La guadua -el noble y barato material estructural de estos proyectos- y el policarbonato -la costosa pero funcional epidermis- permiten que desde fuera se pueda intuir como, en el mismo día, ensaya un grupo de break dance, se celebra una reunión comunitaria, se dan clases de pintura o cómo funcionarios del distrito toman los datos de los vecinos cobijados por el proyecto de mejora activado tras la legalización del barrio, en diciembre de 2015.

Galería de imágenes de la construcción comunitaria de La Casa de la LLuvia (Fotos: Arquitectura Expandida)

Acá viven unas 1.000 personas en 120 predios y la legalización, por la que lucharon tanto, dicen algunos de los vecinos que ahora huele a desalojo. “Esta zona es muy apetecida por los constructores para hacer condominios”, explica Francelías. María Jesús García Rincón, la primera mujer en habitar esta loma hace 28 años, cuando levantó la casa de su hermana Bernarda, coincide con el resto en que de acá nadie la saca: “Es que esto ha sido una lucha pero lucha como para que ahora nos tengamos que salir”. María Jesús ahora parece frágil, a sus 64 años, pero sólo hasta que habla. Su discurso está salpicado del Dios en el que tanto confía, de recuerdos -“mi niñez fue catastrófica”- y de una conciencia de lucha barrial impactante. Cuando llegó a estas lomas, sin plata, cabeza de familia y trabajando en las noches, no lo dudó: “Es que este es un sitio maravilloso”.

Parte de la comunidad y de Arquitectura Expandida, dentro de La Casa de la Lluvia.

Parte de la comunidad y de Arquitectura Expandida, dentro de La Casa de la Lluvia.

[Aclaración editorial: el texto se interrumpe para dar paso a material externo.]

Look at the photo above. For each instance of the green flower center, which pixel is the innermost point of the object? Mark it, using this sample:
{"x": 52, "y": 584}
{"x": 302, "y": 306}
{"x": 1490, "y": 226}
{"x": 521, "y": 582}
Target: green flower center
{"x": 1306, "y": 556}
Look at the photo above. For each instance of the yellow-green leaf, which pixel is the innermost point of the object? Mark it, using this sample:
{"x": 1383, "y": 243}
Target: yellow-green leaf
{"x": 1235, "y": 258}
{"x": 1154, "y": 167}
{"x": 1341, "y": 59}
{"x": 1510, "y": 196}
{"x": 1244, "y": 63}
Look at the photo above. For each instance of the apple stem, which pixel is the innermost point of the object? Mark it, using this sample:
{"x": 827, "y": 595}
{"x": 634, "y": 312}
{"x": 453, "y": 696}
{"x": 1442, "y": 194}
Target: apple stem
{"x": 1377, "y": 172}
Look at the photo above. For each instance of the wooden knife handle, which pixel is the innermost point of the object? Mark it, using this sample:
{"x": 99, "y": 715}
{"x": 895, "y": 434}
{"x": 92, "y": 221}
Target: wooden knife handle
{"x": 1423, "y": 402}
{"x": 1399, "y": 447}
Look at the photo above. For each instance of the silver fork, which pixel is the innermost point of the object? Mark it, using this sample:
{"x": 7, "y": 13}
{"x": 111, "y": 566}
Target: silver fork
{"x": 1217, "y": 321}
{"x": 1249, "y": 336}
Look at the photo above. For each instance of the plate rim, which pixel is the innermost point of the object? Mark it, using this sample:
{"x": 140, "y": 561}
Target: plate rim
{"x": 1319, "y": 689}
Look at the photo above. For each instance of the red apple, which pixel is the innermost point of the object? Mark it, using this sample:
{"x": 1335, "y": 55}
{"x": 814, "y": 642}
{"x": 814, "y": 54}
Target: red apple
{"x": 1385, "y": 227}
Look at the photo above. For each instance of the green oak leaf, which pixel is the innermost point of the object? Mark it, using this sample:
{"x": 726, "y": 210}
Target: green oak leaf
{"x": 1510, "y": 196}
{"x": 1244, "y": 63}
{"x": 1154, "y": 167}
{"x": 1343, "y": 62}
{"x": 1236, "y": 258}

Francelías, a sus 48 años, reconoce que cuando llegó acá, en 1999, esta zona le parecía “la caldera del Diablo pero con lluvia pareja”. “Ahora no lo cambiaría ni por un puñado de oro…”. “De aquí nadie se va, ese es nuestro lema, así no nos mejoren las condiciones de los servicios públicos. Si no avanzamos con la alcaldía, pues volvemos a la autoconstrucción y la autogestión”, sentencia. “En el principio fue la autogestión ¿sí o no Ana?”, pregunta entre risas el líder comunitario que preside por segunda vez una Junta donde la mayoría son mujeres (10, de 14). Y es que con autogestión levantaron sus casas, lograron el acueducto, la parabólica, la pavimentación de dos vías, y, como no, La Casa de la Lluvia [de ideas]. En el proceso de construcción el sueño regado con cerveza se fue modificando. Debieron ser los sancochos, las arepas o los ajiacos que cada fin de semana compartían jóvenes llegados de la Bogotá visible con estos espectros tan vivos de La Cecilia. “Al principio queríamos un salón comunal, pero le dimos un giro de 180 grados y esto es un espacio de cultura y de participación para todas las personas, siempre que cumplan el reglamento”.

Ahora, las afectaciones por un cuerpo de agua tienen en riesgo a un tercio de la población. La Casa de la Lluvia [de ideas] es, de nuevo, el espacio de encuentro para defender el territorio. Francelías se despide. Cambia su ropa y se encarama a la moto que lo llevará a la otra realidad de Bogotá, en pleno Norte, donde, a unos 20 kilómetros de La Casa de la Lluvia [de ideas] cuida como celador una de las empresas de publicidad más grandes del país.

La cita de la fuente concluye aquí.